RANSOMWARE HAS BEEN an Internet scourge for more than a decade, but only recently has it made mainstream media headlines. That’s primarily due to a new trend in ransomware attacks: the targeting of hospitals and other healthcare facilities.
The malware works by locking your computer to prevent you from accessing data until you pay a ransom, usually demanded in Bitcoin. Hospitals are the perfect mark for this kind of extortion because they provide critical care and rely on up-to-date information from patient records. Without quick access to drug histories, surgery directives and other information, patient care can get delayed or halted, which makes hospitals more likely to pay a ransom rather than risk delays that could result in death and lawsuits.
“If you have patients, you are going to panic way quicker than if you are selling sheet metal,” says Stu Sjouwerman, CEO of the security firm KnowBe4. Hospitals are a good target for another reason as well: they “have not trained their employees on security awareness … and hospitals don’t focus on cybersecurity in general,” he says. Instead, their primary concern is HIPAA compliance, ensuring that employees meet the federal requirements for protecting patient privacy.
Last month, attackers took computers belonging to the Hollywood Presbyterian Medical Center in Los Angeles hostage using a piece of ransomware called Locky. Computers were offline for more than a week until officials caved to the extortionists’ and paid the equivalent of $17,000 in Bitcoin.

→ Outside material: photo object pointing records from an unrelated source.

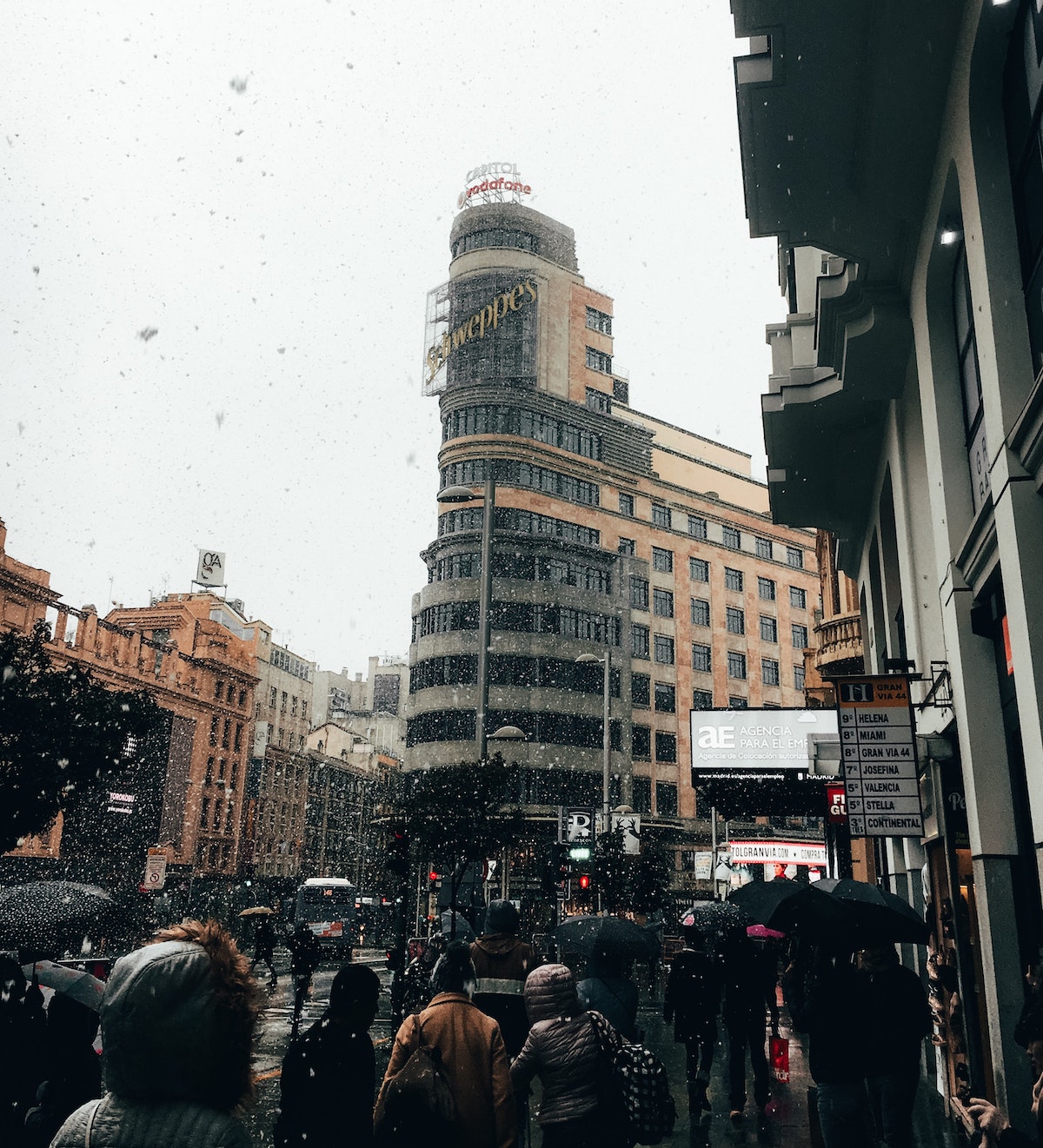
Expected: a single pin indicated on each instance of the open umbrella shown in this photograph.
(782, 904)
(37, 914)
(74, 983)
(879, 916)
(590, 936)
(716, 919)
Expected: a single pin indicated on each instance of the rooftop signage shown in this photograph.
(493, 182)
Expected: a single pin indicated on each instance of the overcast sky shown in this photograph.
(269, 189)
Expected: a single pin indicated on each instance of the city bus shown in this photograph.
(326, 905)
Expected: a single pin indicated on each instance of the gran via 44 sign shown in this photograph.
(879, 753)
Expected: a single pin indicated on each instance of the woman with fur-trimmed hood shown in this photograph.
(178, 1021)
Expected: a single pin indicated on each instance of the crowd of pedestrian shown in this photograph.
(179, 1018)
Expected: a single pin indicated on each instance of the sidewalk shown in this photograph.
(788, 1118)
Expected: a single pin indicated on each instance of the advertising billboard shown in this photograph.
(770, 744)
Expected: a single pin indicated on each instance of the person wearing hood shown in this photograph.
(608, 990)
(329, 1076)
(472, 1059)
(564, 1051)
(178, 1021)
(502, 961)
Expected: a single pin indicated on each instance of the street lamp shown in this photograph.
(488, 500)
(607, 662)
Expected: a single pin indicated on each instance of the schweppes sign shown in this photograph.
(484, 321)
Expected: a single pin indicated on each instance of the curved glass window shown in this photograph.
(499, 418)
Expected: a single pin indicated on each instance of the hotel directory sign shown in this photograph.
(879, 752)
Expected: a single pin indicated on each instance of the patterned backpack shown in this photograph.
(641, 1083)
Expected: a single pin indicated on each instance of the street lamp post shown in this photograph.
(485, 593)
(606, 740)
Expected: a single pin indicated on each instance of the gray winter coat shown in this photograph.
(164, 1045)
(561, 1047)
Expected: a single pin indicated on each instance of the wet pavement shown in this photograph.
(787, 1122)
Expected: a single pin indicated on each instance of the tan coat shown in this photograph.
(475, 1066)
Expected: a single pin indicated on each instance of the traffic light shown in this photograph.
(396, 852)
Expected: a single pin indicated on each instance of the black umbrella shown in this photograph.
(589, 936)
(716, 919)
(40, 914)
(879, 916)
(782, 904)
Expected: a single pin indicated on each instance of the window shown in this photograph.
(641, 743)
(599, 401)
(665, 698)
(639, 640)
(663, 649)
(597, 321)
(597, 361)
(667, 747)
(663, 603)
(639, 593)
(640, 690)
(667, 800)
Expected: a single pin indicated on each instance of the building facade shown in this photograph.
(199, 673)
(614, 535)
(904, 415)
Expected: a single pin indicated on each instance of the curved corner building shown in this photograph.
(611, 532)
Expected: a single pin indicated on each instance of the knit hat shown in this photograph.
(501, 916)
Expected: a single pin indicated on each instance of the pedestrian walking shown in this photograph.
(997, 1129)
(178, 1022)
(70, 1069)
(745, 1021)
(502, 962)
(472, 1059)
(897, 1021)
(692, 1001)
(304, 955)
(264, 947)
(825, 994)
(563, 1050)
(608, 990)
(329, 1075)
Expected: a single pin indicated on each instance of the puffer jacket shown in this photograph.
(165, 1050)
(561, 1047)
(502, 962)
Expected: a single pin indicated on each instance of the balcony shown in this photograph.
(839, 640)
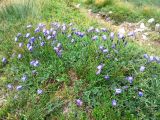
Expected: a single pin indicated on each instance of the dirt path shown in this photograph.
(151, 46)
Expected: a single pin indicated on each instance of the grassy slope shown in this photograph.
(126, 11)
(64, 80)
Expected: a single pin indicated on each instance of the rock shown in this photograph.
(157, 28)
(152, 20)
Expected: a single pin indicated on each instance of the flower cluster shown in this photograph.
(109, 48)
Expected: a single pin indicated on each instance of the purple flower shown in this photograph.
(63, 28)
(19, 56)
(112, 35)
(4, 60)
(121, 36)
(106, 77)
(151, 58)
(113, 46)
(81, 34)
(39, 91)
(42, 43)
(98, 71)
(101, 47)
(94, 37)
(104, 37)
(54, 33)
(97, 30)
(34, 63)
(59, 45)
(20, 44)
(90, 29)
(131, 34)
(27, 35)
(72, 41)
(49, 37)
(114, 102)
(103, 29)
(37, 30)
(99, 67)
(130, 79)
(32, 39)
(19, 34)
(24, 78)
(79, 102)
(16, 39)
(34, 72)
(29, 26)
(125, 87)
(140, 93)
(142, 68)
(9, 86)
(19, 87)
(118, 91)
(30, 48)
(105, 51)
(69, 36)
(146, 56)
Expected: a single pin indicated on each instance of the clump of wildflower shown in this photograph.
(104, 37)
(142, 68)
(106, 77)
(112, 35)
(20, 44)
(130, 79)
(99, 67)
(39, 91)
(58, 49)
(19, 87)
(118, 91)
(9, 86)
(24, 78)
(114, 102)
(27, 35)
(4, 60)
(19, 56)
(140, 93)
(95, 38)
(79, 102)
(34, 63)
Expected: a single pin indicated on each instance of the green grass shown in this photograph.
(63, 80)
(145, 2)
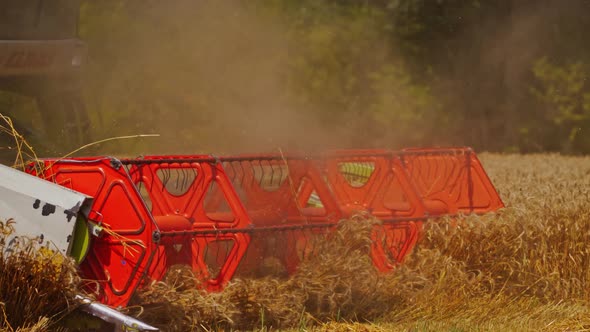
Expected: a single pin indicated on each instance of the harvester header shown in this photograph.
(232, 215)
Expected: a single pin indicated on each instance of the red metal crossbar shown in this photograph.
(231, 215)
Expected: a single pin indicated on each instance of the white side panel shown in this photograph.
(41, 209)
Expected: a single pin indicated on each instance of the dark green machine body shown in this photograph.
(42, 57)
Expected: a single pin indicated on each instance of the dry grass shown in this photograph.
(36, 284)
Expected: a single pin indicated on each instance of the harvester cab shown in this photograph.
(41, 57)
(225, 216)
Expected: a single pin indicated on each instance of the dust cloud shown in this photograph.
(208, 76)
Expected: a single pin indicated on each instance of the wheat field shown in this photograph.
(524, 268)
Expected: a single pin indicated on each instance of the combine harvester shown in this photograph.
(225, 216)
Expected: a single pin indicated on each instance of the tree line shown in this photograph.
(505, 75)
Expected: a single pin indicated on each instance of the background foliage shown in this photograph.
(214, 76)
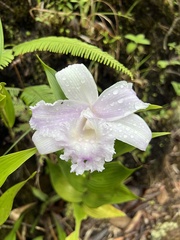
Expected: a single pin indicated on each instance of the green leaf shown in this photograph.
(77, 181)
(79, 215)
(7, 198)
(75, 47)
(39, 238)
(7, 109)
(10, 162)
(107, 186)
(6, 56)
(99, 188)
(163, 63)
(131, 47)
(12, 233)
(61, 184)
(39, 194)
(160, 134)
(104, 211)
(151, 107)
(176, 87)
(1, 42)
(34, 94)
(55, 87)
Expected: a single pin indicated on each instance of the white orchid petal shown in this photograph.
(132, 130)
(91, 148)
(117, 102)
(77, 83)
(50, 118)
(45, 145)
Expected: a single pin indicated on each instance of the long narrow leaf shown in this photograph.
(6, 200)
(10, 162)
(73, 46)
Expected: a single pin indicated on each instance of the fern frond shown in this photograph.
(73, 46)
(14, 92)
(34, 94)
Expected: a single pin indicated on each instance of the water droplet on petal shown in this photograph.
(138, 105)
(115, 92)
(112, 104)
(120, 101)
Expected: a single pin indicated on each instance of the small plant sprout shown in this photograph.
(85, 126)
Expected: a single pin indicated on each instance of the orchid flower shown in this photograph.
(84, 125)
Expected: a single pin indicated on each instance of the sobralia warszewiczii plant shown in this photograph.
(85, 126)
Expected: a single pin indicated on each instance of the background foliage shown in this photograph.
(142, 35)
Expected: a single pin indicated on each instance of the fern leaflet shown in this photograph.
(73, 46)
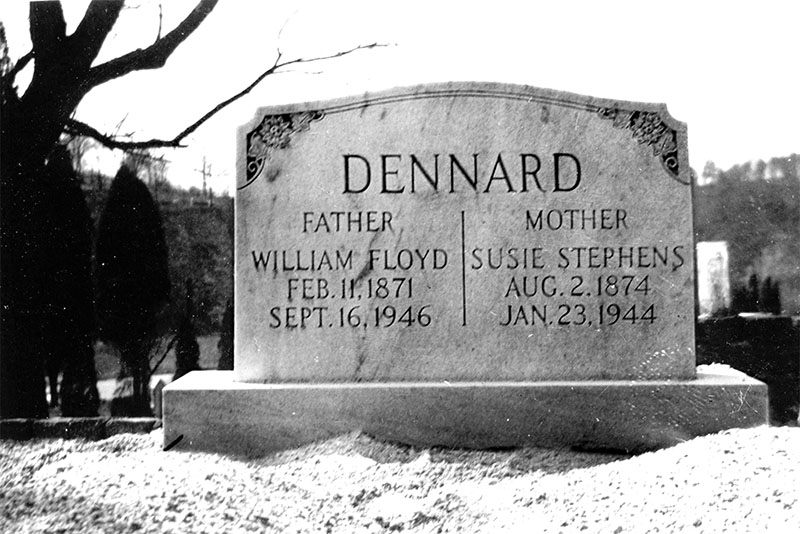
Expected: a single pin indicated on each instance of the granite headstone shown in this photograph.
(465, 247)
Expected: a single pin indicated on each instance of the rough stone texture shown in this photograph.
(207, 410)
(299, 164)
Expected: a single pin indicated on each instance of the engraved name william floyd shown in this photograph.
(507, 234)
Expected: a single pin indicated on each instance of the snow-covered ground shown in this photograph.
(736, 481)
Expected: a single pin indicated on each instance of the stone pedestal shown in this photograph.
(207, 410)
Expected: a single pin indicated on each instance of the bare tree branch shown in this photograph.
(155, 55)
(48, 28)
(21, 64)
(79, 128)
(97, 22)
(76, 127)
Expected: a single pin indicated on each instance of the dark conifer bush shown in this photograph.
(133, 280)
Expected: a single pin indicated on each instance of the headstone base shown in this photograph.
(208, 411)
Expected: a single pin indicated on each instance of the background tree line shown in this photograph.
(755, 207)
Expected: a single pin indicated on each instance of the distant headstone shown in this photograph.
(463, 264)
(713, 278)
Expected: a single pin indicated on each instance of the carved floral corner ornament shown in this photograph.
(273, 133)
(647, 128)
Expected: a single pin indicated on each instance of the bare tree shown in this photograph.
(30, 125)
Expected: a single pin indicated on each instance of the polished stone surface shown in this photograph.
(208, 410)
(464, 232)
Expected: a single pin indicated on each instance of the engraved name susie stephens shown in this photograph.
(606, 286)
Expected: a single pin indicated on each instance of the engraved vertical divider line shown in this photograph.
(463, 273)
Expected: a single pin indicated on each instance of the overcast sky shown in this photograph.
(731, 70)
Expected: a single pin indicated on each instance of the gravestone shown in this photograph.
(464, 264)
(713, 277)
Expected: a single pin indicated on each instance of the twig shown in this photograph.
(80, 128)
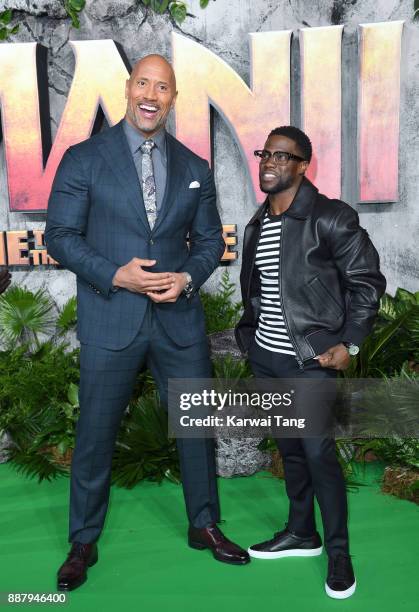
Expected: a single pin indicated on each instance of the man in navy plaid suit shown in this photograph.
(133, 214)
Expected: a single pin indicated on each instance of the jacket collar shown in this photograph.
(301, 205)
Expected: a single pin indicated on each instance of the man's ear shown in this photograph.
(174, 100)
(303, 166)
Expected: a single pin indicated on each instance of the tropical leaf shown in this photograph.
(67, 318)
(24, 315)
(6, 16)
(143, 449)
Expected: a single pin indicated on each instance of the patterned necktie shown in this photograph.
(148, 184)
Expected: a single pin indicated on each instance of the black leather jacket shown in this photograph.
(329, 278)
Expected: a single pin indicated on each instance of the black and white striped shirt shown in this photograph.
(271, 332)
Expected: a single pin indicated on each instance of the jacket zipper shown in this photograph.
(298, 356)
(251, 270)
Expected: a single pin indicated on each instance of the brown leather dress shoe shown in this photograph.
(223, 549)
(73, 571)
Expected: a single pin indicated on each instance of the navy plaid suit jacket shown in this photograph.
(96, 222)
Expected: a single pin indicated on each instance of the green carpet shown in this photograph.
(145, 564)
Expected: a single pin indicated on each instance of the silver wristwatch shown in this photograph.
(352, 349)
(189, 288)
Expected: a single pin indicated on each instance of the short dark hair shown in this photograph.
(302, 141)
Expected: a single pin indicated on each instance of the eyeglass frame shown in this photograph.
(258, 153)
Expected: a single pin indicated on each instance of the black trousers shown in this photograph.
(310, 464)
(107, 380)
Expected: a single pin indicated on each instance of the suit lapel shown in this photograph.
(115, 150)
(173, 179)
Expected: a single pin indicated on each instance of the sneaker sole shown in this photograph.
(340, 594)
(293, 552)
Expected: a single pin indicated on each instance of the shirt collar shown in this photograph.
(136, 139)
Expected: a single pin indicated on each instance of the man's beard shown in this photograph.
(281, 185)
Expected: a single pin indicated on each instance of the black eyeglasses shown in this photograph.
(280, 157)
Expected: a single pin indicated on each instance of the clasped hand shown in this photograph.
(337, 358)
(158, 286)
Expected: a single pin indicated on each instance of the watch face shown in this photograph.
(353, 349)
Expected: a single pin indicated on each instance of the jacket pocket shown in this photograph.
(325, 298)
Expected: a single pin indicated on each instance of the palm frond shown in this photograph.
(24, 315)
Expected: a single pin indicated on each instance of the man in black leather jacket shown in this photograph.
(5, 278)
(311, 287)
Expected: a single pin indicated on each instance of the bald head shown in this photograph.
(150, 93)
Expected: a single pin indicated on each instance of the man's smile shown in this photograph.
(148, 111)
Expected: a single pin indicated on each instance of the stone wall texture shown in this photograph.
(223, 27)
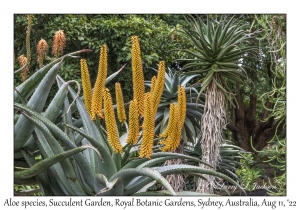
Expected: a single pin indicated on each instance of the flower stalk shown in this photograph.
(149, 124)
(100, 84)
(120, 103)
(137, 75)
(133, 135)
(86, 85)
(110, 122)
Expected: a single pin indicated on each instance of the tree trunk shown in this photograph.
(245, 125)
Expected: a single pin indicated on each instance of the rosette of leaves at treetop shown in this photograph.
(219, 47)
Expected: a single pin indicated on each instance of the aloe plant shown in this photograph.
(77, 160)
(217, 54)
(194, 109)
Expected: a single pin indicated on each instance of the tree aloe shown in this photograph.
(217, 54)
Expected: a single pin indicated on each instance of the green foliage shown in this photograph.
(248, 172)
(27, 190)
(157, 36)
(170, 95)
(218, 51)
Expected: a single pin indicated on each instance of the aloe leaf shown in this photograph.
(88, 175)
(46, 163)
(187, 79)
(114, 187)
(26, 88)
(65, 170)
(23, 128)
(174, 85)
(128, 174)
(56, 169)
(153, 193)
(109, 166)
(56, 104)
(191, 193)
(111, 77)
(41, 178)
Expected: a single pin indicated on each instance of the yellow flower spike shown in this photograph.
(159, 85)
(120, 103)
(171, 123)
(173, 138)
(153, 80)
(28, 31)
(59, 43)
(149, 124)
(41, 50)
(110, 122)
(133, 135)
(22, 61)
(137, 75)
(100, 84)
(181, 104)
(86, 85)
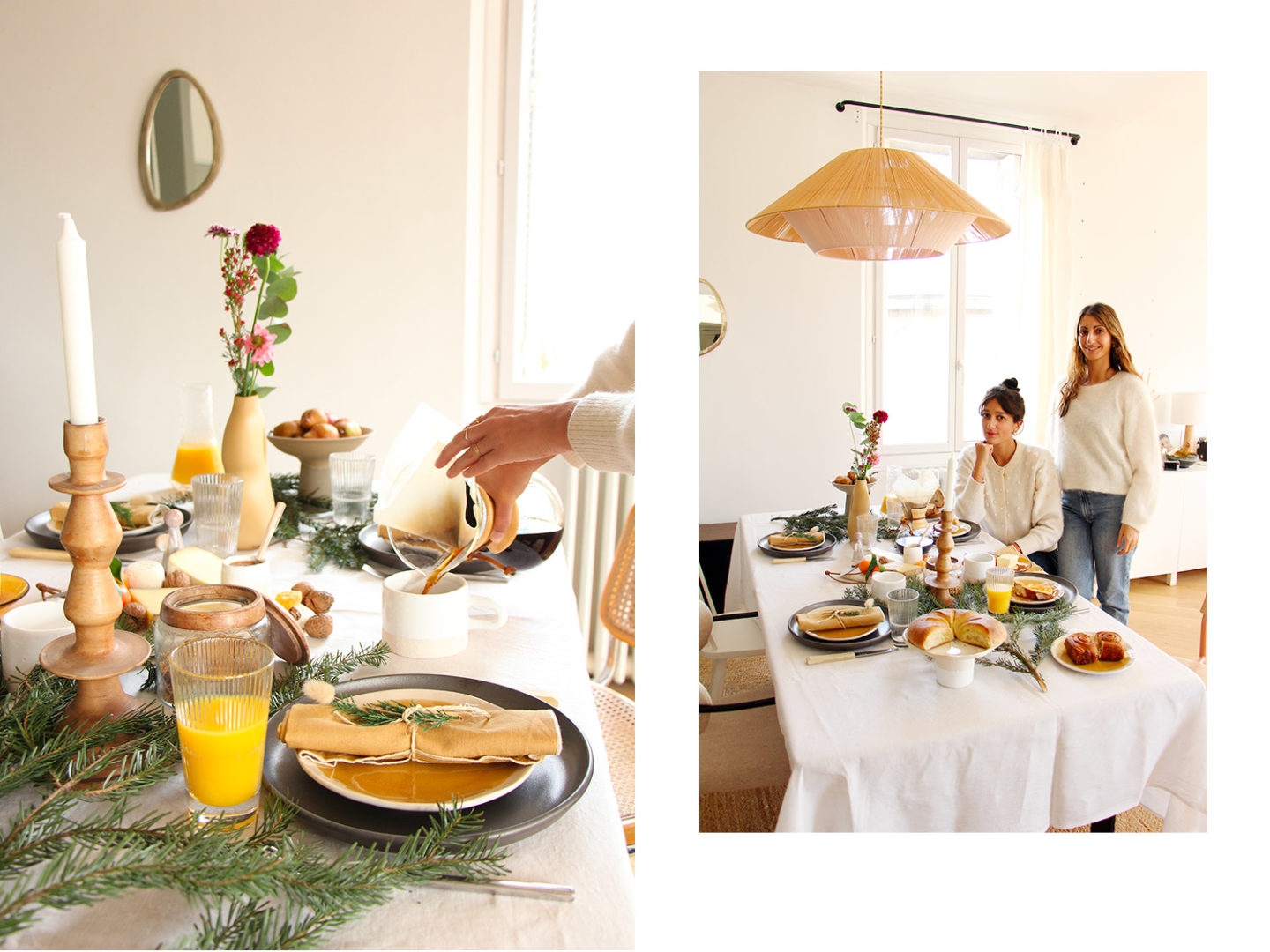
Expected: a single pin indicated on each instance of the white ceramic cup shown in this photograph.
(435, 625)
(244, 570)
(26, 629)
(977, 565)
(882, 583)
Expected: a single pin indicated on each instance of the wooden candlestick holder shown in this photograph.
(944, 577)
(97, 654)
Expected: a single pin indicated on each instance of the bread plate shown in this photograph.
(805, 551)
(1065, 597)
(386, 786)
(848, 641)
(1058, 651)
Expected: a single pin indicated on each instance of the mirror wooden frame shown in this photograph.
(147, 127)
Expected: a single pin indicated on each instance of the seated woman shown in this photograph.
(1011, 487)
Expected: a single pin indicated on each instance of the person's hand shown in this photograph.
(1127, 541)
(508, 435)
(982, 450)
(504, 485)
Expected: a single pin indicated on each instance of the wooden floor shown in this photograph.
(1169, 614)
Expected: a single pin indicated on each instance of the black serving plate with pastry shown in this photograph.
(807, 553)
(866, 639)
(550, 791)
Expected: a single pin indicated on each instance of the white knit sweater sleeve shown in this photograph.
(969, 494)
(1047, 514)
(1142, 447)
(602, 424)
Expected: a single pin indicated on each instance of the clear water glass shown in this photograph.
(217, 509)
(351, 479)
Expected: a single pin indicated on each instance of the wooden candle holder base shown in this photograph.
(945, 580)
(95, 655)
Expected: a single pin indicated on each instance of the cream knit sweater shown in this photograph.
(1108, 443)
(1018, 502)
(602, 424)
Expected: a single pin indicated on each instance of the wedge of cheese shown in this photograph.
(198, 564)
(150, 599)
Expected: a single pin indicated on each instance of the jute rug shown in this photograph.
(756, 810)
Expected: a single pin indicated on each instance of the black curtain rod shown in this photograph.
(845, 103)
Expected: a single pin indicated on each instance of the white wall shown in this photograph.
(347, 126)
(773, 433)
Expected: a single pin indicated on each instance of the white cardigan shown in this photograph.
(602, 424)
(1018, 502)
(1108, 443)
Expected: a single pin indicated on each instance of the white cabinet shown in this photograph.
(1177, 539)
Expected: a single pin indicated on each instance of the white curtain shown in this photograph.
(1045, 231)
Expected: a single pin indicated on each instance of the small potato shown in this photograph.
(311, 418)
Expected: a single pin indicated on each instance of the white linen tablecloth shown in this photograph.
(875, 744)
(539, 651)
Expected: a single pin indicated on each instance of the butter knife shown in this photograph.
(848, 655)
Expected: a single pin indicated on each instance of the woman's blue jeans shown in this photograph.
(1086, 551)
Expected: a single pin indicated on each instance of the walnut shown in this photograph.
(319, 600)
(320, 626)
(176, 579)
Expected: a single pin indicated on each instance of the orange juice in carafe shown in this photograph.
(198, 450)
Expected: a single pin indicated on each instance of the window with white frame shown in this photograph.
(946, 329)
(556, 312)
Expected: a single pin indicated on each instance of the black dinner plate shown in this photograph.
(1065, 598)
(768, 548)
(37, 527)
(551, 790)
(877, 636)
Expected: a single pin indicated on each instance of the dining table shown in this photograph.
(539, 651)
(877, 744)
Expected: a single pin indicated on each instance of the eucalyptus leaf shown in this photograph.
(283, 287)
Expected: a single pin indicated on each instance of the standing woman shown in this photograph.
(1108, 460)
(1011, 487)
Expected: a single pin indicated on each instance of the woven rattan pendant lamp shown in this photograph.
(878, 205)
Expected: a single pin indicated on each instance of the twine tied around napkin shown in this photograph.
(467, 735)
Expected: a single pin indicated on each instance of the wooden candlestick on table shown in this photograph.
(97, 654)
(944, 579)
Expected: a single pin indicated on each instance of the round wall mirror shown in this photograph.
(714, 319)
(181, 143)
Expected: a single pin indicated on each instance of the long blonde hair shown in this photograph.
(1077, 367)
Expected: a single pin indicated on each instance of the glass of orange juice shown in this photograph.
(221, 695)
(198, 450)
(998, 583)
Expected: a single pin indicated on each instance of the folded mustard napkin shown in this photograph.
(796, 539)
(839, 619)
(476, 736)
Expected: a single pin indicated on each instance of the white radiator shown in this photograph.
(596, 512)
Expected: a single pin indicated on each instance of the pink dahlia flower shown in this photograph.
(262, 240)
(260, 344)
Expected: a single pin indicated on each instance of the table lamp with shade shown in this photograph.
(1188, 410)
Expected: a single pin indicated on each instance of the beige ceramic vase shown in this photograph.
(244, 455)
(859, 505)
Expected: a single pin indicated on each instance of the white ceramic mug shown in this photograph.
(26, 629)
(977, 565)
(248, 571)
(435, 625)
(882, 583)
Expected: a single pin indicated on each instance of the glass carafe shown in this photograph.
(198, 450)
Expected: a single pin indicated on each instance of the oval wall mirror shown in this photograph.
(181, 143)
(714, 319)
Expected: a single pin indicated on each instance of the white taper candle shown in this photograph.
(77, 324)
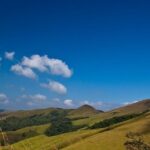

Earlier this month, Methodist Hospital in Henderson, Kentucky was struck by Locky as well, an attack that prevented healthcare providers from accessing patient files. The facility declared a “state of emergency” on a Friday but by Monday was reporting that its systems were “up and running.” Methodist officials, however, said they did not pay the ransomware; administrators in that case had simply restored the hospital’s data from backups.
Then this week, news broke that MedStar Health, which operates 10 hospitals and more than 250 out-patient clinics in the Maryland/Washington, DC area, was hit by a virus that may be ransomware. MedStar wrote in a Facebook post that its network “was affected by a virus that prevents certain users from logging-in to our system,” but a number of employees told the Washington Post that they saw a pop-up screen appear on their computers demanding payment in Bitcoin. The organization responded immediately by shutting down large portions of its network. Employees were unable to access email or a database of patient records, though clinics and other facilities remained open and operating. MedStar did not respond to a call from WIRED.